I want to know which are the possible degrees of a map $f\colon S^2\times S^2 \longrightarrow \mathbb{C}P^2 \# \mathbb{C}P^2$.
Firstly, the cohomology ring $H^{*}(\mathbb{C}P^2 \# \mathbb{C}P^2)$ consists of $\langle x,y \rangle$ where $x^3=y^3=x\cup y=x^2-y^2=0$.
Secondly, the cohomology ring $H^{*}(S^2\times S^2)$ is $\langle z,t \rangle$ where $z^2=t^2=0$.

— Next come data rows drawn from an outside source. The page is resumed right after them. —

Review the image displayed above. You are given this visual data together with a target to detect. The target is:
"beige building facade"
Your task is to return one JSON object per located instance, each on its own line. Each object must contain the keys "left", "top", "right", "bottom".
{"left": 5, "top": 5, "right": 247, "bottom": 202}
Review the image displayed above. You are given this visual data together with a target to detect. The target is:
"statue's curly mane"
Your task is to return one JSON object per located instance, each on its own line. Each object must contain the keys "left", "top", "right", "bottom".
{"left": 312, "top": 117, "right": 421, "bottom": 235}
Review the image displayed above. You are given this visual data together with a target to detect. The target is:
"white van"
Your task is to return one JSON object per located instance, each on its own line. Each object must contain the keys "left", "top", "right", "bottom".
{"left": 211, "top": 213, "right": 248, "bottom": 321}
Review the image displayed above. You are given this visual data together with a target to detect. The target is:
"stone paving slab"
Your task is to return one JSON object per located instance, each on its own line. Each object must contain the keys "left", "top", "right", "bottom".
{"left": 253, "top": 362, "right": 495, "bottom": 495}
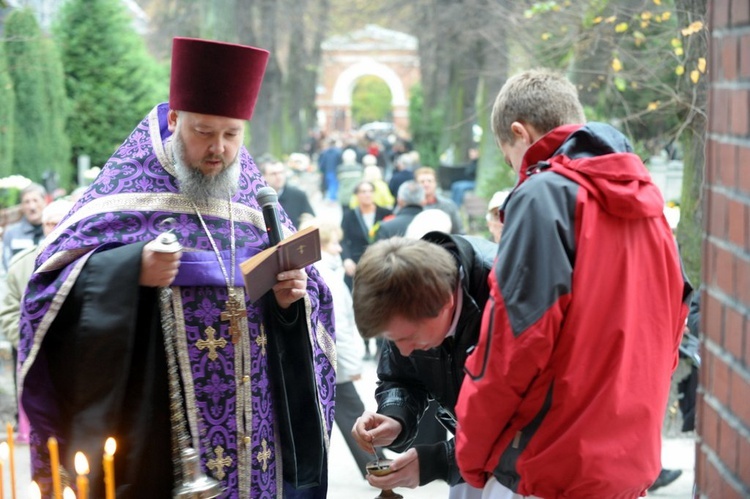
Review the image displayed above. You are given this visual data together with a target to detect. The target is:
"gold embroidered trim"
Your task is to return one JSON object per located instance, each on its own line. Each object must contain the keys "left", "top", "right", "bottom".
{"left": 18, "top": 254, "right": 91, "bottom": 398}
{"left": 234, "top": 286, "right": 252, "bottom": 498}
{"left": 304, "top": 295, "right": 333, "bottom": 450}
{"left": 171, "top": 289, "right": 202, "bottom": 453}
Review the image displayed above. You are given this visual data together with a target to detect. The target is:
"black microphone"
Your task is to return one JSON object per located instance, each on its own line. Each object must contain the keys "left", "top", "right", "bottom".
{"left": 257, "top": 186, "right": 284, "bottom": 246}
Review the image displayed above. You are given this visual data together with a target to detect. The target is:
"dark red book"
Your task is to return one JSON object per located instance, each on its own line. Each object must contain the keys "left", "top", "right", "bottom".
{"left": 240, "top": 225, "right": 321, "bottom": 302}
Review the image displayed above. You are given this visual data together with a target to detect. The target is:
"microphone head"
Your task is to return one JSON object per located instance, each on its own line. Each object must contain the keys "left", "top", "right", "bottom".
{"left": 257, "top": 186, "right": 278, "bottom": 207}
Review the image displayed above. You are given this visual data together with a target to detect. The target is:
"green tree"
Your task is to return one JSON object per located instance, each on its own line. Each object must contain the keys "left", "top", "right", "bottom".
{"left": 0, "top": 40, "right": 14, "bottom": 178}
{"left": 39, "top": 37, "right": 72, "bottom": 189}
{"left": 351, "top": 76, "right": 392, "bottom": 126}
{"left": 5, "top": 8, "right": 69, "bottom": 183}
{"left": 55, "top": 0, "right": 167, "bottom": 168}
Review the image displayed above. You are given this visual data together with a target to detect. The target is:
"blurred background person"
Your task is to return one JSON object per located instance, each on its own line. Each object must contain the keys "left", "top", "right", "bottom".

Suppose that $f^{*}\colon H^2(\mathbb{C}P^2 \# \mathbb{C}P^2)\longrightarrow H^2(S^2\times S^2)$ sends $x$ to $az+bt$ and $y$ to $cz+bt$.
Then, $0=f^{*}(x\cup y)=(ad+bc)z\cup t$, so $ad+bc=0$. Moreover, $f^{*}(x^2)=2ab\hspace{0.1cm}z\cup t$ and $f^{*}(y^2)=2cd\hspace{0.1cm}z\cup t$, but $f^{*}(x^2)=f^{*}(y^2)$, so $ab=cd$.
Furthermore, $x^2=k[\mathbb{C}P^2 \# \mathbb{C}P^2]^{*}$, so $k\hspace{0.1 cm}\text{deg }f\hspace{0.1 cm} z\cup t= 2ab \hspace{0.1 cm}z\cup t$. Hence, $2$ divides $\text{deg }f$.
Now I do not know how to proceed. I think it would be helpful to know which is the fundamental class of $\mathbb{C}P^2 \# \mathbb{C}P^2$.
Can anyone give me a hint? Thank you.
There are many different continuous maps $f: S^{2} \times S^{2} \rightarrow \mathbb{CP}^{2} \# \mathbb{CP}^{2}$, but all of them have degree zero. This follows from the equations that you wrote down.
we have $$ ad+bc=0 $$ and $$ ab = cd .$$ Without loss of generality suppose $a \neq 0$. Then we rearrange the first equation to obtain $$d =\frac{-bc}{a} $$ substituting into the second, we obtain we get $$ab = \frac{-bc^{2}}{a},$$ hence we must have $b=0$, since otherwise we can divide both sides by $b$ to obtain $a^{2} = - c^{2}$, which contradicts the assumption $a \neq 0$.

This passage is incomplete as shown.